The Artima Developer Community
Sponsored Link

Plain Text and XML
A Conversation with Andy Hunt and Dave Thomas, Part X
by Bill Venners
May 5, 2003

<<  Page 3 of 4  >>


Parsing with Partial Knowledge

Bill Venners: There's something that's been bothering me about the way people have been raving about XML. One of the big claims is that because XML data is self-describing, with data wrapped by tags like <customerid>12345</customerid>, clients can figure things out even for documents that don't strictly adhere to their schema and specification. I hear claims that XML is more flexible, because providers of documents can be sloppy and just add new pieces of data here and there. Clients can just ignore tags they don't recognize and find data even if it is in the wrong place according to the schema. The Java class file is not XML, but like XML is a data structure and file format. There is a detailed specification for the Java class file that describes all the data and semantics, and also clearly defines the way in which class files can be extended. Providers and consumers of Java class files adhere strictly to the specification. This approach of strict compliance to a specification and schema makes more sense to me. I like what you have said about self-describing data, but I'm concerned about the leap that some XML enthusiasts seem to make that because the data is self-describing, the way in which a particular schema can evolve doesn't have to be clearly specified or followed, because they assume clients will just ignore anything they don't understand.

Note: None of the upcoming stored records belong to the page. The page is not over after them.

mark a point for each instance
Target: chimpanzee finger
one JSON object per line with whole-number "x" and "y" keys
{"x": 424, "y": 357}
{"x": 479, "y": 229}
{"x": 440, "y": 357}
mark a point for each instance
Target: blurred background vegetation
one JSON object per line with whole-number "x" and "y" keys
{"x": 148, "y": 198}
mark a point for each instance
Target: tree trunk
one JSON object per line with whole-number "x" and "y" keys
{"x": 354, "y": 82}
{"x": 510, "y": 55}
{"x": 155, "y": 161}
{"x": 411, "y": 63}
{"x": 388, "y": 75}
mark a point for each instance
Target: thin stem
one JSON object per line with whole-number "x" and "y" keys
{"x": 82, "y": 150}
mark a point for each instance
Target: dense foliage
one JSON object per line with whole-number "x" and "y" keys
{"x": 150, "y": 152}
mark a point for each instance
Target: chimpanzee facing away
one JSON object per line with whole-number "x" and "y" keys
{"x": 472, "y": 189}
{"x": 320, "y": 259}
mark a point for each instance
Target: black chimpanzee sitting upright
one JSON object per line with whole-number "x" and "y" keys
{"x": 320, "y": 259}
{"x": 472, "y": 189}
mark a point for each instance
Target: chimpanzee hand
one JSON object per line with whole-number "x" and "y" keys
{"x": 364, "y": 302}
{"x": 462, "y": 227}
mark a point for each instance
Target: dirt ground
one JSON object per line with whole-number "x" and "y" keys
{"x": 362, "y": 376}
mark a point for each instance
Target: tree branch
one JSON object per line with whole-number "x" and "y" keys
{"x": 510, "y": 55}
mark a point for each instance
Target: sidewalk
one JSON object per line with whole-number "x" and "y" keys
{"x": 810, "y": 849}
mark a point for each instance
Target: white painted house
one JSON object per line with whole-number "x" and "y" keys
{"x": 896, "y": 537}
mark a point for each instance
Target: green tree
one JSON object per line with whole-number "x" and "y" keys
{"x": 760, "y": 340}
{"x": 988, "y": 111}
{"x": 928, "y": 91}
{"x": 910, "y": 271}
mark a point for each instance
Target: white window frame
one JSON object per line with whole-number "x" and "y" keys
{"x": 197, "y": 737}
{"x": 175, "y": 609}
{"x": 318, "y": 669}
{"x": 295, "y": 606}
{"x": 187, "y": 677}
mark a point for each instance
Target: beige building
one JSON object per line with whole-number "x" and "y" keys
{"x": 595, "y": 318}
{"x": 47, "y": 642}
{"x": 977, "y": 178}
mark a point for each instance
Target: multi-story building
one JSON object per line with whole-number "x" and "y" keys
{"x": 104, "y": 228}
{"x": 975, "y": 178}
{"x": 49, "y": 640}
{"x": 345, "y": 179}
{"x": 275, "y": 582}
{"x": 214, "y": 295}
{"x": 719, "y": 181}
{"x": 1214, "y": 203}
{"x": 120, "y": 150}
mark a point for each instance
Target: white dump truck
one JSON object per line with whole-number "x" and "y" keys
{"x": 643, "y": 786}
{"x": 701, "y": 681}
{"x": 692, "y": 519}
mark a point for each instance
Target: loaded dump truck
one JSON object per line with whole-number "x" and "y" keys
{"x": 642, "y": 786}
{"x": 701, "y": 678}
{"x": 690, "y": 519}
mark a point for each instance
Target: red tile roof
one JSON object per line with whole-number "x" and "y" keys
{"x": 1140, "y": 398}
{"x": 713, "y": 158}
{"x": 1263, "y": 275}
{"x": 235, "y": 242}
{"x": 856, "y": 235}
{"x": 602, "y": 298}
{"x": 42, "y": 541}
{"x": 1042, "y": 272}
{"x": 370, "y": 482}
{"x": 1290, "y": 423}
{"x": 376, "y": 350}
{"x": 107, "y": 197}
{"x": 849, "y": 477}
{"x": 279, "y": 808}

You write in your book, "You can parse a plain text file with only partial knowledge of its format." How often do we lose the format specification, or is this more about not needing to "read the manual"—the specification—because the data is more user-friendly.

Dave Thomas: Oh no, it's not so you don't have to read the manual. It's that, if all you have is a pile of data, I'm sure you'd much rather have something in there that gives you some hints to the semantics, as well as just the data itself.

Andy Hunt: We mean using partial knowledge of the format in a forensic sense. You want to go back and dig out account numbers. If the data is tagged such that you can see which pieces of data are account numbers, it becomes a much easier job than just having to dig through a bunch of numbers.

Bill Venners: So the metadata makes the data itself more programmer-friendly. I don't have to go to the manual. It's like there's a miniature, really terse manual in the data itself.

Dave Thomas: Yes, and I think you're also assuming there's a manual.

Bill Venners: Well, that's part of what I'm asking. How often is there no manual?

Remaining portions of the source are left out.